Efficient Depth- and Spatially-Varying Image Simulation for Defocus Deblur
Xinge Yang, Chuong Nguyen, Wenbin Wang, Kaizhang Kang, Wolfgang Heidrich, Xiaoxing Li
TL;DR
This work tackles defocus and aberration in fixed-focus, large-aperture cameras by proposing an efficient, depth- and spatially varying synthetic data pipeline. It unprocesses RGB to RAW, models depth-dependent PSFs with a discretized depth set $Z$, and uses PSF interpolation to avoid per-pixel convolutions, augmented by ISO and radial position auxiliary channels; pseudo-depth from DepthAnythingV2 is scaled to enrich RGB datasets. A simple network (NAFNet) trained on low-resolution synthetic data generalizes to high-resolution real images and outperforms baselines while significantly reducing rendering time and memory compared to full optical simulations. The approach enables practical applications such as improved OCR for near-field text and higher-fidelity 3D asset reconstruction, and it offers a scalable path for computational photography in smart glasses and similar devices. Overall, depth-variant synthetic data provides robust, efficient defocus restoration with broad real-world impact.
Abstract
Modern cameras with large apertures often suffer from a shallow depth of field, resulting in blurry images of objects outside the focal plane.
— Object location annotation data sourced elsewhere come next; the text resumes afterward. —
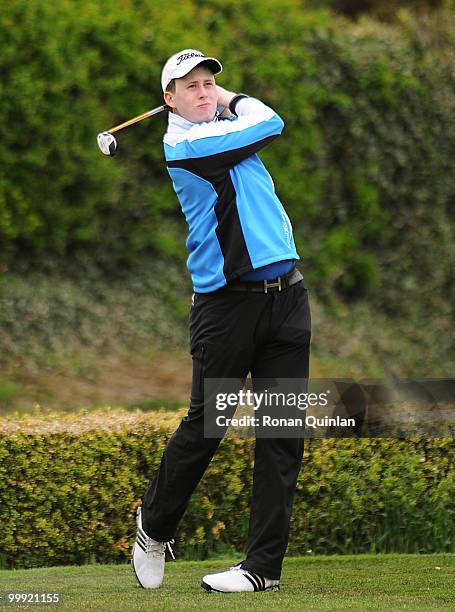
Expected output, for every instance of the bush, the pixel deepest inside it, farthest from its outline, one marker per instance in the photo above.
(71, 484)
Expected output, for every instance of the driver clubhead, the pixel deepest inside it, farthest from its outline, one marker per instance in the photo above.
(107, 143)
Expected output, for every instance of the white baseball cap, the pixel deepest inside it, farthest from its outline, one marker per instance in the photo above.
(181, 63)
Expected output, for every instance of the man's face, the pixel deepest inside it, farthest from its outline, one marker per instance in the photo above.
(195, 96)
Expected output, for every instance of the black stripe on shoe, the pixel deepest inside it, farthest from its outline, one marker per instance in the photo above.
(261, 580)
(253, 581)
(141, 545)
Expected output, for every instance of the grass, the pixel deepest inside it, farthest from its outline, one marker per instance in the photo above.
(354, 582)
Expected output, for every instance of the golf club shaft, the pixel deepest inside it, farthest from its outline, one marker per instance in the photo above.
(154, 111)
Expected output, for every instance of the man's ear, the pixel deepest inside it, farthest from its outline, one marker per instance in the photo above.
(169, 99)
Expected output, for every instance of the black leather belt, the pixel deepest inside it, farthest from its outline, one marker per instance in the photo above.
(280, 283)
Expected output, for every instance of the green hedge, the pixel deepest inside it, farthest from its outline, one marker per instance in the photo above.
(365, 165)
(70, 486)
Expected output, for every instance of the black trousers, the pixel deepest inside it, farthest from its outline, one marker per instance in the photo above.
(233, 333)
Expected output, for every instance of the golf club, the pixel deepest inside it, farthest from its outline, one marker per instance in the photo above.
(107, 142)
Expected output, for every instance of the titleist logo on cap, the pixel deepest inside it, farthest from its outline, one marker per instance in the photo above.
(185, 56)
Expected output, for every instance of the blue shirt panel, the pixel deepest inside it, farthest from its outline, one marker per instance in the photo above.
(213, 145)
(197, 198)
(265, 224)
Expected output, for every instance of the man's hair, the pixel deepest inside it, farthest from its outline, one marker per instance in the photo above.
(171, 86)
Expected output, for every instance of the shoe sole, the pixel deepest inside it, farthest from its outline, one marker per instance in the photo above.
(210, 589)
(134, 569)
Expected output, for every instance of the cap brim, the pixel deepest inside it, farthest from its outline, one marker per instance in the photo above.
(211, 62)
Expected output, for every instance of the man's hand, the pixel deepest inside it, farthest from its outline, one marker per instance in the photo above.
(224, 96)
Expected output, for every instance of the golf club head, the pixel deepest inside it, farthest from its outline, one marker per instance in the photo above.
(107, 143)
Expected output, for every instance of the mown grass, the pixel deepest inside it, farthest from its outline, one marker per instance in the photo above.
(354, 582)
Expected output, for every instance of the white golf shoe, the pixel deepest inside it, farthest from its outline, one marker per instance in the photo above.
(148, 557)
(238, 580)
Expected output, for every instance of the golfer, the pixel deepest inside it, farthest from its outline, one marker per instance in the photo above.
(250, 313)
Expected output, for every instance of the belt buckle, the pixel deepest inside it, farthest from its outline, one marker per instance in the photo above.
(268, 285)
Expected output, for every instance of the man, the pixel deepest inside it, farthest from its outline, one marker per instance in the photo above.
(250, 313)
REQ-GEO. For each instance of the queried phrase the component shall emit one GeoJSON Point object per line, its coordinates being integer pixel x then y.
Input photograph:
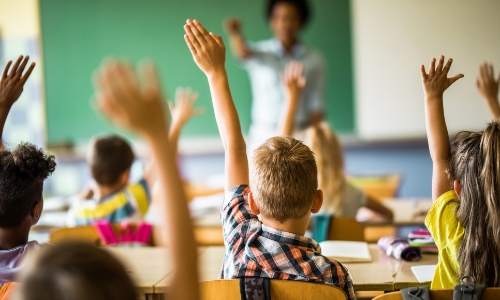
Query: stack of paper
{"type": "Point", "coordinates": [424, 273]}
{"type": "Point", "coordinates": [346, 252]}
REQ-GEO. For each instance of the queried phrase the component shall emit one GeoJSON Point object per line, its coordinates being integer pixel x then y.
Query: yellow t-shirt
{"type": "Point", "coordinates": [447, 232]}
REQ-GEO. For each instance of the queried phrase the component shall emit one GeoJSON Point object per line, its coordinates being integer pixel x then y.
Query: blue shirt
{"type": "Point", "coordinates": [265, 65]}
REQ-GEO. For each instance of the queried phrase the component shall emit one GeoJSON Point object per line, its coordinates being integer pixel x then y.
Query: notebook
{"type": "Point", "coordinates": [424, 273]}
{"type": "Point", "coordinates": [346, 252]}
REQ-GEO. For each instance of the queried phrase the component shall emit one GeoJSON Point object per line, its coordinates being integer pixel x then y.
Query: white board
{"type": "Point", "coordinates": [392, 38]}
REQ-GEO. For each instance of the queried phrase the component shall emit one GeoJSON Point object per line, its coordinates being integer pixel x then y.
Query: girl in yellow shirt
{"type": "Point", "coordinates": [465, 218]}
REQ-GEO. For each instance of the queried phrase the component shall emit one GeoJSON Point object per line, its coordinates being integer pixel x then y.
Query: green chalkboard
{"type": "Point", "coordinates": [78, 35]}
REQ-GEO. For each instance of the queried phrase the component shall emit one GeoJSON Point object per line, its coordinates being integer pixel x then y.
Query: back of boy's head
{"type": "Point", "coordinates": [109, 158]}
{"type": "Point", "coordinates": [22, 173]}
{"type": "Point", "coordinates": [73, 271]}
{"type": "Point", "coordinates": [329, 157]}
{"type": "Point", "coordinates": [283, 178]}
{"type": "Point", "coordinates": [475, 163]}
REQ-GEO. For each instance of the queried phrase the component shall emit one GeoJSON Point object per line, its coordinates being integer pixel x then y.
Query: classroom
{"type": "Point", "coordinates": [250, 149]}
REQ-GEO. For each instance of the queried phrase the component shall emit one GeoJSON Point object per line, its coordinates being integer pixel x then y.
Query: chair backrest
{"type": "Point", "coordinates": [7, 290]}
{"type": "Point", "coordinates": [447, 294]}
{"type": "Point", "coordinates": [280, 289]}
{"type": "Point", "coordinates": [205, 236]}
{"type": "Point", "coordinates": [346, 229]}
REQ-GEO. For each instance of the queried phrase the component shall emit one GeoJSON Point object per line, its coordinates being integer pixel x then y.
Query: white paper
{"type": "Point", "coordinates": [424, 273]}
{"type": "Point", "coordinates": [345, 251]}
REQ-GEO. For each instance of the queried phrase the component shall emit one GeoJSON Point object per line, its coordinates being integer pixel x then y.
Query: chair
{"type": "Point", "coordinates": [205, 236]}
{"type": "Point", "coordinates": [346, 229]}
{"type": "Point", "coordinates": [447, 294]}
{"type": "Point", "coordinates": [7, 290]}
{"type": "Point", "coordinates": [280, 289]}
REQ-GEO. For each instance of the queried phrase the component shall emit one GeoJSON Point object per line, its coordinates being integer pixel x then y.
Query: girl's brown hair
{"type": "Point", "coordinates": [330, 161]}
{"type": "Point", "coordinates": [75, 271]}
{"type": "Point", "coordinates": [475, 163]}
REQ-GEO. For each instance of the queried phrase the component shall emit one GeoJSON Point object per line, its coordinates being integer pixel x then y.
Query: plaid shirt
{"type": "Point", "coordinates": [254, 249]}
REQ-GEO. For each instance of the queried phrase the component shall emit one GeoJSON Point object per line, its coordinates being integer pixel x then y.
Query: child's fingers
{"type": "Point", "coordinates": [439, 67]}
{"type": "Point", "coordinates": [201, 29]}
{"type": "Point", "coordinates": [455, 78]}
{"type": "Point", "coordinates": [13, 71]}
{"type": "Point", "coordinates": [197, 33]}
{"type": "Point", "coordinates": [190, 44]}
{"type": "Point", "coordinates": [28, 73]}
{"type": "Point", "coordinates": [447, 66]}
{"type": "Point", "coordinates": [422, 72]}
{"type": "Point", "coordinates": [20, 70]}
{"type": "Point", "coordinates": [6, 69]}
{"type": "Point", "coordinates": [432, 67]}
{"type": "Point", "coordinates": [194, 40]}
{"type": "Point", "coordinates": [218, 39]}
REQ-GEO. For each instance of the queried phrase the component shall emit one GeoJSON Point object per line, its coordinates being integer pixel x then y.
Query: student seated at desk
{"type": "Point", "coordinates": [465, 217]}
{"type": "Point", "coordinates": [340, 198]}
{"type": "Point", "coordinates": [75, 271]}
{"type": "Point", "coordinates": [111, 197]}
{"type": "Point", "coordinates": [22, 173]}
{"type": "Point", "coordinates": [283, 190]}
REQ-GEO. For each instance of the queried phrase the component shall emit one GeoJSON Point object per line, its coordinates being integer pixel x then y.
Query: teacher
{"type": "Point", "coordinates": [266, 60]}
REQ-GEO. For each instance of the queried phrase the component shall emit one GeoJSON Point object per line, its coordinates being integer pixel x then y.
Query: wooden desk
{"type": "Point", "coordinates": [405, 277]}
{"type": "Point", "coordinates": [375, 276]}
{"type": "Point", "coordinates": [378, 275]}
{"type": "Point", "coordinates": [147, 267]}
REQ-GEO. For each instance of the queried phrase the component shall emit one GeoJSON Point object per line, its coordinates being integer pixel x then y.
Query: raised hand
{"type": "Point", "coordinates": [436, 81]}
{"type": "Point", "coordinates": [13, 81]}
{"type": "Point", "coordinates": [486, 83]}
{"type": "Point", "coordinates": [132, 101]}
{"type": "Point", "coordinates": [183, 110]}
{"type": "Point", "coordinates": [208, 49]}
{"type": "Point", "coordinates": [293, 78]}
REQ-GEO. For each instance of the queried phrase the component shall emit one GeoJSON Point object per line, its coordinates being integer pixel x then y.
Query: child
{"type": "Point", "coordinates": [74, 271]}
{"type": "Point", "coordinates": [339, 196]}
{"type": "Point", "coordinates": [283, 181]}
{"type": "Point", "coordinates": [112, 198]}
{"type": "Point", "coordinates": [464, 219]}
{"type": "Point", "coordinates": [135, 103]}
{"type": "Point", "coordinates": [487, 86]}
{"type": "Point", "coordinates": [22, 172]}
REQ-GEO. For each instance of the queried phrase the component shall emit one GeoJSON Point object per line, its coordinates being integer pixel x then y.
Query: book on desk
{"type": "Point", "coordinates": [346, 252]}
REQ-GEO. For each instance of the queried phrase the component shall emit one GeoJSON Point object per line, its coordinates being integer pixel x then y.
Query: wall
{"type": "Point", "coordinates": [20, 34]}
{"type": "Point", "coordinates": [392, 38]}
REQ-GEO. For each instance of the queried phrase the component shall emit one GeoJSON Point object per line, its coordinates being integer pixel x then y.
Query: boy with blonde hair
{"type": "Point", "coordinates": [283, 180]}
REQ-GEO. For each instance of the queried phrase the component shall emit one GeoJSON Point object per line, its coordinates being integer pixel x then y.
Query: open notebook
{"type": "Point", "coordinates": [424, 273]}
{"type": "Point", "coordinates": [346, 252]}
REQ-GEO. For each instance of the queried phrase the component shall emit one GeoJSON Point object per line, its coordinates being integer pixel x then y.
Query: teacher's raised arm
{"type": "Point", "coordinates": [265, 62]}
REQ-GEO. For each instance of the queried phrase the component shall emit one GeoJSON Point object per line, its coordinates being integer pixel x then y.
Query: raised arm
{"type": "Point", "coordinates": [236, 39]}
{"type": "Point", "coordinates": [294, 82]}
{"type": "Point", "coordinates": [487, 85]}
{"type": "Point", "coordinates": [434, 84]}
{"type": "Point", "coordinates": [182, 111]}
{"type": "Point", "coordinates": [138, 107]}
{"type": "Point", "coordinates": [209, 53]}
{"type": "Point", "coordinates": [11, 87]}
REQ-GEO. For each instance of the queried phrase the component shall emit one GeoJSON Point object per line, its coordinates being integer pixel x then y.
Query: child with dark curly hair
{"type": "Point", "coordinates": [22, 172]}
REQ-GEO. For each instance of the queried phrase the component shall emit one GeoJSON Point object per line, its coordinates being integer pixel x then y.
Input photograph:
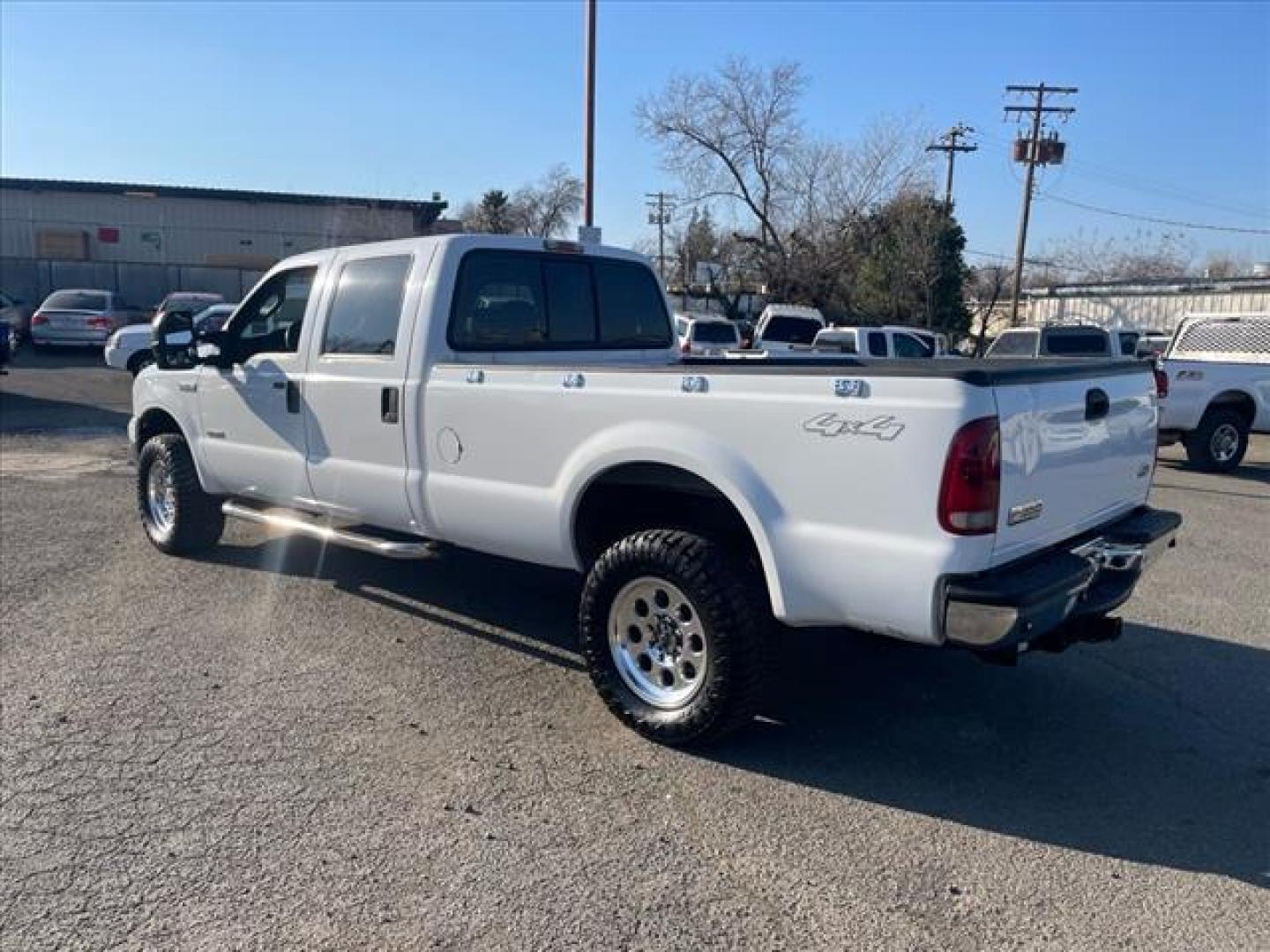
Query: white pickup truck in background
{"type": "Point", "coordinates": [525, 398]}
{"type": "Point", "coordinates": [1218, 390]}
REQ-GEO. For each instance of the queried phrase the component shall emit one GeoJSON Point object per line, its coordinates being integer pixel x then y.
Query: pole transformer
{"type": "Point", "coordinates": [947, 144]}
{"type": "Point", "coordinates": [660, 208]}
{"type": "Point", "coordinates": [1034, 152]}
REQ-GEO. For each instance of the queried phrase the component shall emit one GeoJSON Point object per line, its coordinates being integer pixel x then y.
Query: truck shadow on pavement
{"type": "Point", "coordinates": [20, 413]}
{"type": "Point", "coordinates": [1154, 749]}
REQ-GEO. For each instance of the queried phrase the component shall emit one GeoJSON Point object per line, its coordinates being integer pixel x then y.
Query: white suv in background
{"type": "Point", "coordinates": [788, 328]}
{"type": "Point", "coordinates": [1218, 387]}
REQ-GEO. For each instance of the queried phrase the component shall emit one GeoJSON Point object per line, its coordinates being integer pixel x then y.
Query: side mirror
{"type": "Point", "coordinates": [211, 348]}
{"type": "Point", "coordinates": [173, 340]}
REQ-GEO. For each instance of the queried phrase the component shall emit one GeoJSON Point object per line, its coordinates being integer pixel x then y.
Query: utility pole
{"type": "Point", "coordinates": [660, 215]}
{"type": "Point", "coordinates": [588, 204]}
{"type": "Point", "coordinates": [1034, 152]}
{"type": "Point", "coordinates": [947, 144]}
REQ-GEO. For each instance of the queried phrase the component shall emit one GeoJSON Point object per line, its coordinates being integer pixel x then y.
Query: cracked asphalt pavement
{"type": "Point", "coordinates": [277, 747]}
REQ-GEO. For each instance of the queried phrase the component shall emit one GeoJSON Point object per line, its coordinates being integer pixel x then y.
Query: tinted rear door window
{"type": "Point", "coordinates": [1079, 344]}
{"type": "Point", "coordinates": [631, 308]}
{"type": "Point", "coordinates": [714, 334]}
{"type": "Point", "coordinates": [785, 328]}
{"type": "Point", "coordinates": [1013, 346]}
{"type": "Point", "coordinates": [366, 310]}
{"type": "Point", "coordinates": [530, 301]}
{"type": "Point", "coordinates": [912, 348]}
{"type": "Point", "coordinates": [571, 302]}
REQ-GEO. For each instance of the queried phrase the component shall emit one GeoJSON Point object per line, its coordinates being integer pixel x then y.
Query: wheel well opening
{"type": "Point", "coordinates": [1238, 401]}
{"type": "Point", "coordinates": [637, 496]}
{"type": "Point", "coordinates": [153, 423]}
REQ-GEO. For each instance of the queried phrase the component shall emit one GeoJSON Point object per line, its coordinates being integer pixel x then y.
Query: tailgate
{"type": "Point", "coordinates": [1074, 453]}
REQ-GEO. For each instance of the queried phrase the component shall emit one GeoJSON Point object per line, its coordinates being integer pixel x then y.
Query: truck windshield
{"type": "Point", "coordinates": [790, 329]}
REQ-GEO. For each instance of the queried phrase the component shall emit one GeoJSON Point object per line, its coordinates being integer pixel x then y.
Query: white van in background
{"type": "Point", "coordinates": [788, 328]}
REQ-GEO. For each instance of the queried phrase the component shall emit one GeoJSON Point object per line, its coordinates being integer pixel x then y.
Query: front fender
{"type": "Point", "coordinates": [172, 392]}
{"type": "Point", "coordinates": [686, 449]}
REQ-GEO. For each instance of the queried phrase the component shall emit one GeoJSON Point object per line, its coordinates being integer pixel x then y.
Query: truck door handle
{"type": "Point", "coordinates": [1096, 404]}
{"type": "Point", "coordinates": [390, 403]}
This limitation is particularly problematic for fixed-focus cameras, such as those used in smart glasses, where adding autofocus mechanisms is challenging due to form factor and power constraints. Due to unmatched optical aberrations and defocus properties unique to each camera system, deep learning models trained on existing open-source datasets often face domain gaps and do not perform well in real-world settings. In this paper, we propose an efficient and scalable dataset synthesis approach that does not rely on fine-tuning with real-world data. Our method simultaneously models depth-dependent defocus and spatially varying optical aberrations, addressing both computational complexity and the scarcity of high-quality RGB-D datasets. Experimental results demonstrate that a network trained on our low resolution synthetic images generalizes effectively to high resolution (12MP) real-world images across diverse scenes.